Push Metrics
How to push metrics into Gradient Metrics system
Last updated
How to push metrics into Gradient Metrics system
Last updated
In order to push metrics from your Experiment or Deployment code, you must import gradient-utils from gradient package:
pip install gradient-utils
Four types of metrics are offered: Counter, Gauge, Summary, and Histogram.
Counters go up, and reset when the process restarts.
from gradient_utils.metrics import Counter
c = Counter('my_failures', 'Description of counter')
c.inc() # Increment by 1
c.inc(1.6) # Increment by given value
If there is a suffix of _total
on the metric name, it will be removed. When exposing the time series for counter, a _total
suffix will be added. This is for compatibility between OpenMetrics and the Prometheus text format, as OpenMetrics requires the _total
suffix.
There are utilities to count exceptions raised:
@c.count_exceptions()
def f():
pass
with c.count_exceptions():
pass
# Count only one type of exception
with c.count_exceptions(ValueError):
pass
Gauges can go up and down.
from gradient_utils.metrics import Gauge
g = Gauge('my_inprogress_requests', 'Description of gauge')
g.inc() # Increment by 1
g.dec(10) # Decrement by given value
g.set(4.2) # Set to a given value
There are utilities for common use cases:
g.set_to_current_time() # Set to current unixtime
# Increment when entered, decrement when exited.
@g.track_inprogress()
def f():
pass
with g.track_inprogress():
pass
A Gauge can also take its value from a callback:
d = Gauge('data_objects', 'Number of objects')
my_dict = {}
d.set_function(lambda: len(my_dict))
Summaries track the size and number of events.
from gradient_utils.metrics import Summary
s = Summary('request_latency_seconds', 'Description of summary')
s.observe(4.7) # Observe 4.7 (seconds in this case)
There are utilities for timing code:
@s.time()
def f():
pass
with s.time():
pass
The Python client doesn't store or expose quantile information at this time.
Histograms track the size and number of events in buckets. This allows for aggregatable calculation of quantiles.
from gradient_utils.metrics import Histogram
h = Histogram('request_latency_seconds', 'Description of histogram')
h.observe(4.7) # Observe 4.7 (seconds in this case)
The default buckets are intended to cover a typical web/rpc request from milliseconds to seconds. They can be overridden by passing buckets
keyword argument to Histogram
.
There are utilities for timing code:
@h.time()
def f():
pass
with h.time():
pass
All metrics can have labels, allowing grouping of related time series.

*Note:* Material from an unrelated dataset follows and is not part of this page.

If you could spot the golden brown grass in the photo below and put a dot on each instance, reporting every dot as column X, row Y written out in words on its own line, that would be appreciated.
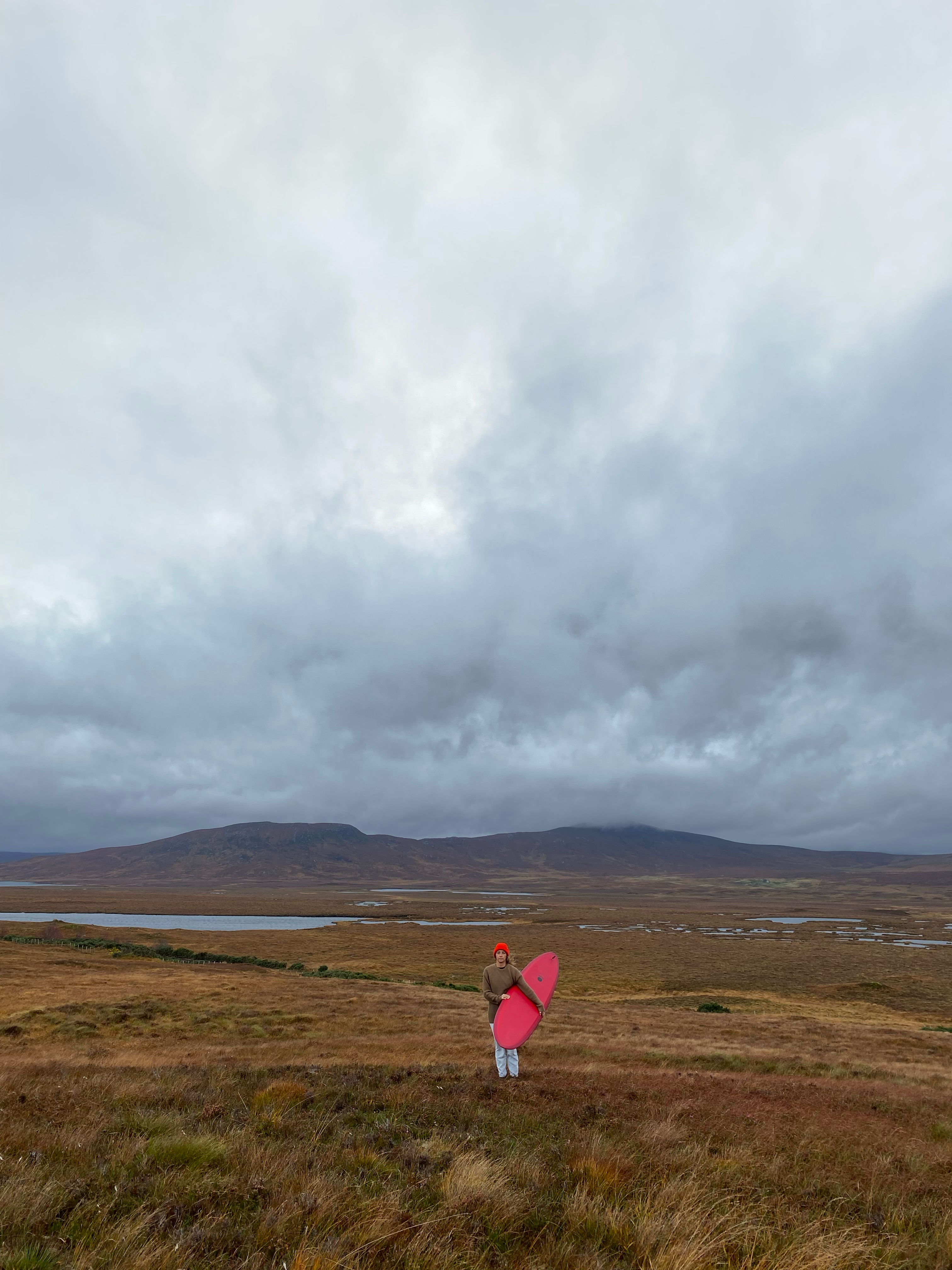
column 162, row 1116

Taking a counter as an example:
from gradient_utils.metrics import Counter
c = Counter('my_requests_total', 'HTTP Failures', ['method', 'endpoint'])

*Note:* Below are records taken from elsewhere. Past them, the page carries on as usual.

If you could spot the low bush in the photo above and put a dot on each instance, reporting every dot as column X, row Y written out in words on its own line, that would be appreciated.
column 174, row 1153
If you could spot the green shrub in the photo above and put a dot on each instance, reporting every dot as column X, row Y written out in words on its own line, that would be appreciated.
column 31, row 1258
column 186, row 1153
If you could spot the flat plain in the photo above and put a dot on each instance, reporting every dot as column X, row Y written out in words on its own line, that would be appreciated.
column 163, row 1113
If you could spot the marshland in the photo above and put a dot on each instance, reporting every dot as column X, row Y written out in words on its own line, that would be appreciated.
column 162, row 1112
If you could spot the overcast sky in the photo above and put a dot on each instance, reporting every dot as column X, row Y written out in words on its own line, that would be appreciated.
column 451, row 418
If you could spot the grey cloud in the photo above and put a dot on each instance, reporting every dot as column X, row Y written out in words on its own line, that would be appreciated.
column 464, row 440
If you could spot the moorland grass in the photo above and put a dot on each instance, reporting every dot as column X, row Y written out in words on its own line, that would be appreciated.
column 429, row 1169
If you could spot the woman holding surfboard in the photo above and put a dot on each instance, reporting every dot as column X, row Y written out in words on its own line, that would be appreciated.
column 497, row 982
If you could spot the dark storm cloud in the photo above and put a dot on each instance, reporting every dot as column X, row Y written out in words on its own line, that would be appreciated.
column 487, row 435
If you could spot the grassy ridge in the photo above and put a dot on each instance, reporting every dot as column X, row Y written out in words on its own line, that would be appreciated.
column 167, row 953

c.labels('get', '/').inc()
c.labels('post', '/submit').inc()
Labels can also be passed as keyword-arguments:
from gradient_utils.metrics import Counter
c = Counter('my_requests_total', 'HTTP Failures', ['method', 'endpoint'])
c.labels(method='get', endpoint='/').inc()
c.labels(method='post', endpoint='/submit').inc()
from gradient_utils.metrics import MetricsLogger
logger = MetricsLogger(grouping_key={'ProjectA': 'SomeLabel'})
logger.add_gauge("Gauge")
logger.add_counter("Counter")
while datetime.now() <= endAt:
randNum = randint(1, 100)
logger["Gauge"] = 5
logger["Gauge"].set(randNum)
logger["Counter"].inc()
logger.push_metrics()
You have to remember to import MetricsLogger:
from gradient_utils.metrics import MetricsLogger
Gradient uses Prometheus behind the scenes. See the Prometheus documentation on metric types and instrumentation best practices the best practices on naming and labels on how to use them.